Viens-tu troubler, avec ta puissante grimace La fête de la Vie?.. Baudelaire.[1]

Оно подкралось незаметно, как вор, подкралось во тьме, освещая себе путь зеленым глазом. Оно наполнило все вокруг своим черным дыханием, проникло ко мне в сердце, разлилось с кровью по моим артериям, затуманило мне мозг… Я ждал, мучился, рвался, ненавидел, страдал, приходил в отчаяние и, главное, ревновал, болезненно ревновал…

Началось это вот как. Однажды поздно осенью я поехал с ней на лодке в этот проклятый парк. Уже темнело. Над рекой висела какая-то непонятная серая и влажная масса. Вокруг никого не было видно. Нервными взмахами весел я быстро гнал нашу лодку, стараясь поскорее покинуть город с его жесткими улицами, равнодушными стенами и этими черными, длинными трубами, которые я ненавижу, как подневольный труд.
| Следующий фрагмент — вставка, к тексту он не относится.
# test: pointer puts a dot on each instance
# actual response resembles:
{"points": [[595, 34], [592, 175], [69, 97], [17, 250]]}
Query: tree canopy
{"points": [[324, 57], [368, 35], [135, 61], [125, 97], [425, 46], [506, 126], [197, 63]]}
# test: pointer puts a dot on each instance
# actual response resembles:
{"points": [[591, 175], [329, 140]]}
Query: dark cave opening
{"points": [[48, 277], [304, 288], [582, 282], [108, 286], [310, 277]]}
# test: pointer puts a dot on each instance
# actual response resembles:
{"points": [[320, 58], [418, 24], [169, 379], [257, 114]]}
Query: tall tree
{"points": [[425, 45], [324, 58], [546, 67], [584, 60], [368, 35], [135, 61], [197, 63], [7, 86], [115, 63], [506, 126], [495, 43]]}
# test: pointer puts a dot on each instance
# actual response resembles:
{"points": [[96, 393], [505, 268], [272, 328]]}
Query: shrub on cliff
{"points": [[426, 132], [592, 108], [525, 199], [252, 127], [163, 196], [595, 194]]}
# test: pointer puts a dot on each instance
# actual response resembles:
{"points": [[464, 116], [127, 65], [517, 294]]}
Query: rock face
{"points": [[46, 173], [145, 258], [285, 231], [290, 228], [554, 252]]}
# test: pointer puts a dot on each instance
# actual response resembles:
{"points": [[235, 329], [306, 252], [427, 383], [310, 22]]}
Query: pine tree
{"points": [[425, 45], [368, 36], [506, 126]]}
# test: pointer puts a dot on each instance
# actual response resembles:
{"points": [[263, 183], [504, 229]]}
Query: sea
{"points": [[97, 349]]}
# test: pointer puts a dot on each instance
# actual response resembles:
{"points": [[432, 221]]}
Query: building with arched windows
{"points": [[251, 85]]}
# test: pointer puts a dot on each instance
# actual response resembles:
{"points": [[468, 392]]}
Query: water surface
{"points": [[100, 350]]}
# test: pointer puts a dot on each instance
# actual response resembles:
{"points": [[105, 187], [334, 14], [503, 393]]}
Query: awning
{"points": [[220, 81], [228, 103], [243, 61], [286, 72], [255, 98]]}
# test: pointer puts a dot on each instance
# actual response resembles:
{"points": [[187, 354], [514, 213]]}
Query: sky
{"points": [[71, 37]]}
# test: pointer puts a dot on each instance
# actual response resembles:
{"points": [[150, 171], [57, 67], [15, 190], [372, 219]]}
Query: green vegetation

Жалкие городские фонари бежали от нас прочь; их робкое пламя мелькало все реже и реже и, наконец, исчезло совсем. Зато подняла свое бледное, тревожное лицо луна и загадочной, дрожащей улыбкой осветила фигуру моей спутницы, которая сидела впереди меня, на руле.

Тогда она сказала мне:

— Как хорошо и как страшно… Посмотри, вон налево, на берегу — точно огромный саркофаг…

Я обернулся. Там, во мраке, протянулось какое-то одинокое, длинное, низкое каменное здание, похожее на гробницу, такое же печальное. Мне было неприятно видеть его и я еще быстрее погнал нашу лодку, чтобы поскорее уплыть от странного, серого гроба. Но внутри меня осталось какое-то неприятное чувство: как будто осколок гробницы попал ко мне в душу.

Вы знаете, что этот парк окружен высокой оградой и к нему нет подъезда с реки, но я еще раньше открыл в одном месте маленькую забытую калитку и на берегу сваю с железным кольцом, за которое можно привязать лодку. Минут через сорок мы были там. Я перешел на нос лодки и, громыхая цепью, старался прикрепить ее к кольцу.

Холодный лязг железа гулко и отчетливо раздавался в туманном воздухе, пропитанном сыростью и лунным светом.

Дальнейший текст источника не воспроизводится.